Jean-Paul Baquiast 08/10/2012
Au
fur et à mesure que progresse la physique, les
scientifiques, et le grand public avec eux, sont conduits
à se reposer cette question vieille comme la
philosophie. C'est précisément ce que
vient de faire la revue NewScientist, réputée
pour son sérieux. Elle consacre un numéro
spécial, en date du 29 septembre, à l'exposé
du problème.
http://www.newscientist.com/special/reality
Nos
lecteurs ne manqueront pas de se référer
aux articles proposés par ce numéro. La
rédaction y présente diverses hypothèses
concernant la « réalité »
de l'univers, au delà des considérations
classiques concernant les interprétations de
la physique quantique et le rôle de la conscience
humaine pour réduire les fonctions d'ondes. Les
questions suivantes sont abordées: un univers
fait de de nombres; un univers fait d'informations,
un univers holographique... Que pourrait-on ici ajouter
à ces articles ?
Rappelons
peut-être que la physique des particules, comme
la cosmologie, débouchent aujourd'hui sur un
vaste point d'interrogation concernant non seulement
la nature de la réalité, mais son existence
même.

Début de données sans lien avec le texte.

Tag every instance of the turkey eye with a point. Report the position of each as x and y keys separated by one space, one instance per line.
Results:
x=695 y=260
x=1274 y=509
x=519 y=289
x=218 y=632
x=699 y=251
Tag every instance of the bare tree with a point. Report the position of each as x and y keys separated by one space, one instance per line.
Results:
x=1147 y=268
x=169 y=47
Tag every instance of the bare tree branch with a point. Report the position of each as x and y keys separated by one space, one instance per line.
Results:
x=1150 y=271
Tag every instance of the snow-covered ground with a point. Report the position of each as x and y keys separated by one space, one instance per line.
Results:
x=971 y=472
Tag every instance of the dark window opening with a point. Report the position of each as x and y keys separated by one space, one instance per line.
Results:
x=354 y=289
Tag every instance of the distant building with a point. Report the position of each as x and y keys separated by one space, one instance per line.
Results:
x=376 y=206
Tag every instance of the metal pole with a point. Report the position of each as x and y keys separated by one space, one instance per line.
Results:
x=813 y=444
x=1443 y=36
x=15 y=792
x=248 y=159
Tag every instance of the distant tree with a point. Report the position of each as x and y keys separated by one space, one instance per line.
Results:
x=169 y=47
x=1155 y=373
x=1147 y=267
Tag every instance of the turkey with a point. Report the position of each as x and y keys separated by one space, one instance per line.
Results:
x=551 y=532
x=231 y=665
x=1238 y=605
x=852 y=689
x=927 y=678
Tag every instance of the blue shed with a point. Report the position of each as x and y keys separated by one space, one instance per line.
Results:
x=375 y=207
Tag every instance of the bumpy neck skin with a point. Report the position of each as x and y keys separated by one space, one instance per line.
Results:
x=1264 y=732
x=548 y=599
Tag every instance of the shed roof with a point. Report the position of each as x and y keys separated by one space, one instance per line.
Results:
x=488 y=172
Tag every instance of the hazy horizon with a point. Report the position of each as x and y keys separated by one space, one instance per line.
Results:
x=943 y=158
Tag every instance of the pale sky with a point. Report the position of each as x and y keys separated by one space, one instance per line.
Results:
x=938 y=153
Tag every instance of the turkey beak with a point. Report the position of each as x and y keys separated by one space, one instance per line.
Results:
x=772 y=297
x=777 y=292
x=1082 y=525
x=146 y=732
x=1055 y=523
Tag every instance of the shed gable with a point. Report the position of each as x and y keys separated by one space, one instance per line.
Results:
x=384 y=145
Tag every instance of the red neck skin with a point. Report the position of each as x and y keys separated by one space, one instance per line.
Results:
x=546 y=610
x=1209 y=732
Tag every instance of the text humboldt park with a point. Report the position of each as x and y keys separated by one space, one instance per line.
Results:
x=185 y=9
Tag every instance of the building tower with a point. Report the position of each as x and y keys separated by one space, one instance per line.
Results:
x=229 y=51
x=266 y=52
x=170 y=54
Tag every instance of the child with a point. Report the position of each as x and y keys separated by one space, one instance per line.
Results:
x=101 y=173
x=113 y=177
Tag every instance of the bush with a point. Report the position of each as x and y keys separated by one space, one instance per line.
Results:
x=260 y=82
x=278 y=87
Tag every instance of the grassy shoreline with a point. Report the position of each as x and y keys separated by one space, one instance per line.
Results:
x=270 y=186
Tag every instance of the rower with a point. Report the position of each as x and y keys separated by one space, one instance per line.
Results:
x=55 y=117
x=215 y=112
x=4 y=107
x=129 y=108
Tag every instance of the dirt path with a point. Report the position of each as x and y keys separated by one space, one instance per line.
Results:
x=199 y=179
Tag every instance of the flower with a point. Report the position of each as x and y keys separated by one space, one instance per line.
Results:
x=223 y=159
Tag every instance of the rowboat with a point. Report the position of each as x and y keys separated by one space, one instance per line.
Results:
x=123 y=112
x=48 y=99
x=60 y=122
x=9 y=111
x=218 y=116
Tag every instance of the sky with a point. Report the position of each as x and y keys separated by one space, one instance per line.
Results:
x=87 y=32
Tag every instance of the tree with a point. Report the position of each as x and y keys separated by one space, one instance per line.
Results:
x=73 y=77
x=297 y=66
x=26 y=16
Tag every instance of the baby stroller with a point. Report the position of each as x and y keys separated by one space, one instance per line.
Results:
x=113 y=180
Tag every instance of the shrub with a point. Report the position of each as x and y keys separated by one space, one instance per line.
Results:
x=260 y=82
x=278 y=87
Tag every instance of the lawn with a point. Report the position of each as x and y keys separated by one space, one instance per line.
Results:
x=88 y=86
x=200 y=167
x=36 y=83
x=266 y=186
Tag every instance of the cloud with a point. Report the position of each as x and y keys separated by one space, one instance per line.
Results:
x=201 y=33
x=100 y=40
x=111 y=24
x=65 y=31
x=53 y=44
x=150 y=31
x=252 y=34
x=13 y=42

La physique des particules repose sur ce
que l'on pourrait appeler une approche réductionniste:
rechercher les constituants les plus petits possibles
de la matière. Or aujourd'hui, au delà
des quarks, des gluons et des électrons, la mécanique
quantique, qui prend le relais à ces échelles,
évoque un univers d'énergie, non descriptible
en termes de temps et d'espace, nommé quelquefois
le vide quantique. Provenant des instabilités
du vide quantique peuvent à tous moments surgir
des formes de matière conformes au modèle
standard des particules. Mais rien n'interdit de penser
que d'autres formes de matière, susceptibles
de composer des univers différents de ceux que
nous observons actuellement, ne puissent pas aussi en
surgir. Pourrions-nous jamais les connaitre? Plus fondamentalement,
comment qualifier cette « réalité »
ultime, mère possible de toutes les réalités,
correspondant à ce concept de vide quantique.
La
cosmologie pour sa part conduit, à l'échelle
de l'infiniment grand, à une interrogation analogue.
Les hypothèses relatives à l'histoire
de l'univers évoquent un point zéro, de
densité et d'énergie quasi infinies, qui
aurait été à l'origine du Big Bang.
On parle de Singularité pour exprimer qu'à
ces échelles, aucune loi reconnue par la physique
actuelle ne pourrait s'appliquer. Beaucoup de physiciens
admettent que la « réalité »
correspondant à l'existence de cette singularité
pourrait donner naissance à des univers très
différents du nôtre, où notamment
ce que nous nommons les lois fondamentales seraient
profondément différentes.
A
une échelle plus réduite, celle des trous
noirs, on retrouve ce concept de singularité.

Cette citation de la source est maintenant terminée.